Der synchrone Drehstrommotor stellt den klassischen Drehstrommotor da, weil er dem theoretischen Idealmodell am nächsten kommt. Jedoch ist seine Produktion aufwendiger als die des asynchronen Drehstrommotors, weswegen er in der Praxis auch weniger oft zum Einsatz kommt. Er besteht aus einem Stator, der das magnetische Drehfeld induziert, sowie aus einem Rotor, der entweder als Permanentmagnet oder Elektromagnet ausgelegt ist. Letztere Variante macht jedoch einen großen Vorteil des Drehstrommotors, nämlich den Verzicht auf Bürsten und Schleifkontakte, wieder zunichte und wird deswegen häufig vermieden.

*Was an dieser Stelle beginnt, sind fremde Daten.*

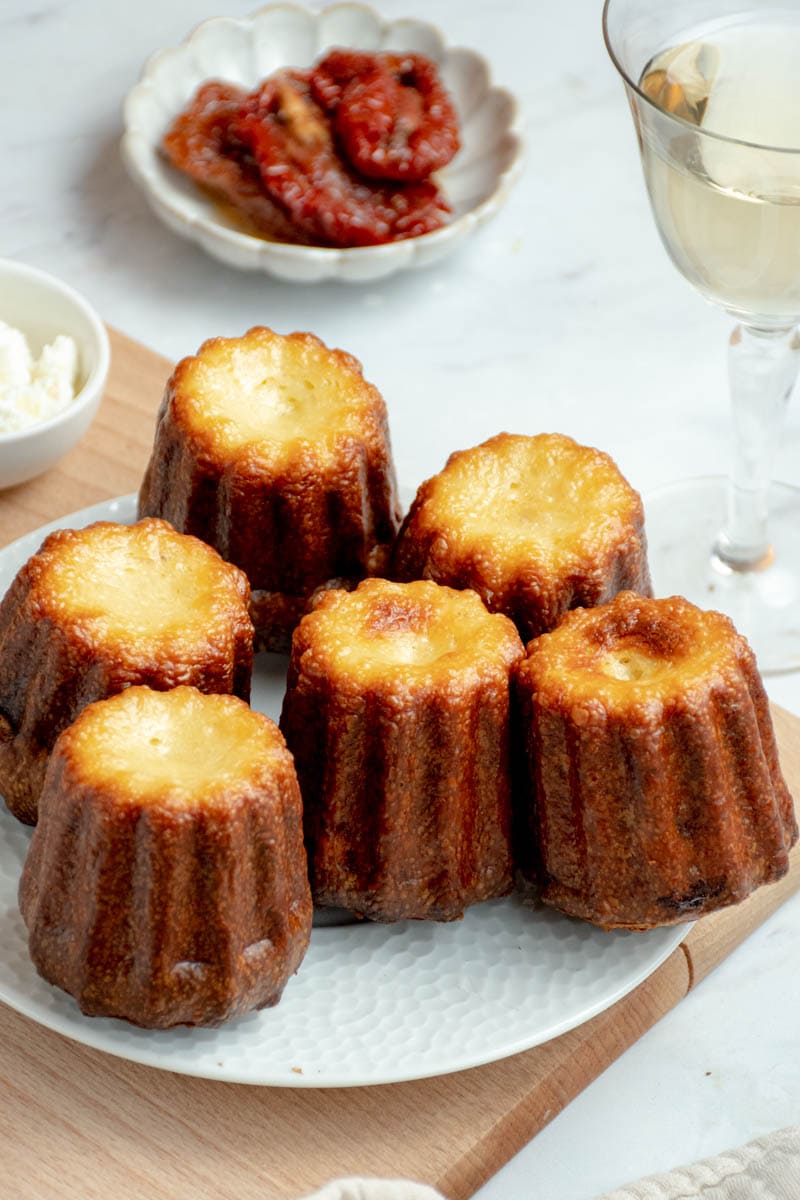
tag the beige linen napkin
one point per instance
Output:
(768, 1169)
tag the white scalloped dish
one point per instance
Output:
(248, 49)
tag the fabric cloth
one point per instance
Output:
(767, 1169)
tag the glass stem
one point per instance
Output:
(763, 367)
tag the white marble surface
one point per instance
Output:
(564, 313)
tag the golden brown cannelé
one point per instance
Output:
(166, 881)
(100, 609)
(397, 714)
(655, 792)
(275, 450)
(535, 525)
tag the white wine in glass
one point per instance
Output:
(715, 93)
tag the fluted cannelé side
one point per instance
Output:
(166, 881)
(397, 714)
(535, 525)
(275, 450)
(655, 792)
(100, 609)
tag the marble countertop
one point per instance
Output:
(563, 313)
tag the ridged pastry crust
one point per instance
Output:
(275, 450)
(397, 714)
(100, 609)
(655, 790)
(166, 881)
(535, 525)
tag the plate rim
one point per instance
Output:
(94, 1032)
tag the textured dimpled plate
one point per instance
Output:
(371, 1003)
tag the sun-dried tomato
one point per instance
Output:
(391, 113)
(200, 143)
(292, 142)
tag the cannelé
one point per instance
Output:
(166, 881)
(397, 714)
(535, 525)
(275, 450)
(100, 609)
(655, 792)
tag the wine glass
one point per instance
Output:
(713, 87)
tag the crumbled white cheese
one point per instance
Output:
(34, 390)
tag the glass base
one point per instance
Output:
(683, 522)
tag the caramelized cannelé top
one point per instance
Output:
(517, 493)
(181, 748)
(400, 634)
(631, 653)
(143, 586)
(515, 496)
(272, 395)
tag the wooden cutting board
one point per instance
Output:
(79, 1125)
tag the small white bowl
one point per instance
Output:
(245, 52)
(42, 306)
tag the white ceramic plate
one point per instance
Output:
(246, 51)
(371, 1003)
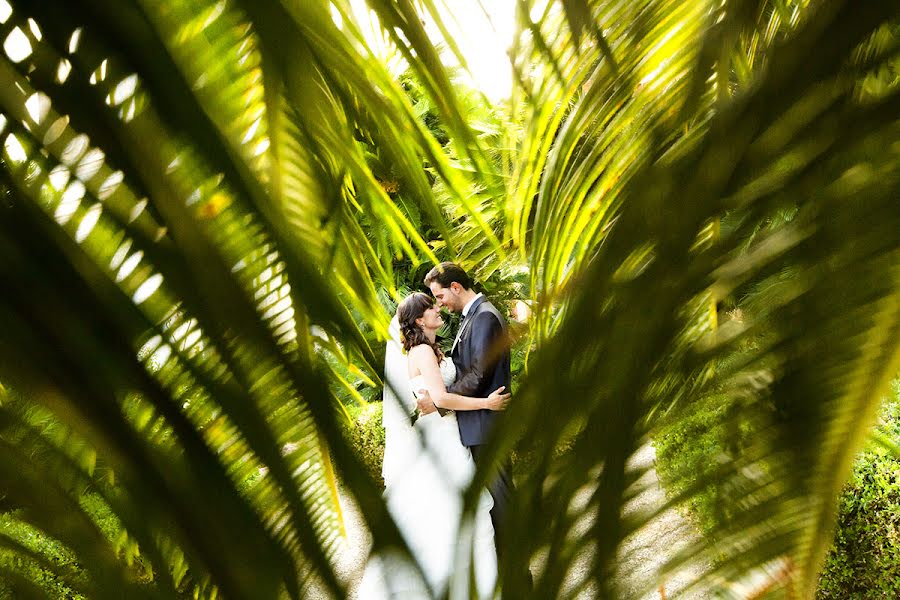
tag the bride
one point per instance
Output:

Vor- und Nachteile des synchronen Drehstrommotors

Zu den Vorteilen des synchronen Drehstrommotors zählt vor allem zunächst sein äußerst hoher Wirkungsgrad. Speziell bei Motoren, deren Rotor als Permanentmagnet ausgelegt ist, kann der Wirkungsgrad bis zu 90 Prozent erreichen. Derart hohe Werte erreicht man ansonsten mit keiner anderen Variante des Elektromotors. Ein weiterer Vorteil ist die Tatsache, dass er wartungsfrei ist, zumindest sofern man auf einen elektrisch erregten Rotor verzichtet. Außerdem ist die Drehzahl des synchronen Drehstrommotors im Gegensatz zum asynchronen Drehstrommotor und zum Gleichstrommotor von der externen Belastung unabhängig, jedoch steigt der Strombedarf bei Erhöhung der externen Last exponentiell an.

Ein bedeutender Nachteil hingegen ist der hohe Regelaufwand. Im Gegensatz zum Gleichstrommotor ist es nicht möglich, den synchronen Drehstrommotor ohne externe Beschaltung zu betreiben. Die dafür notwendige Leistungselektronik ist oftmals teurer als der Motor als solcher. Außerdem ist der Wirkungsgrad der Hochleistungs-Halbleiter bisher noch nicht sehr hoch, in diesem Bereich sind aber in Zukunft aufgrund intensiver Forschungen deutliche Verbesserungen zu erwarten.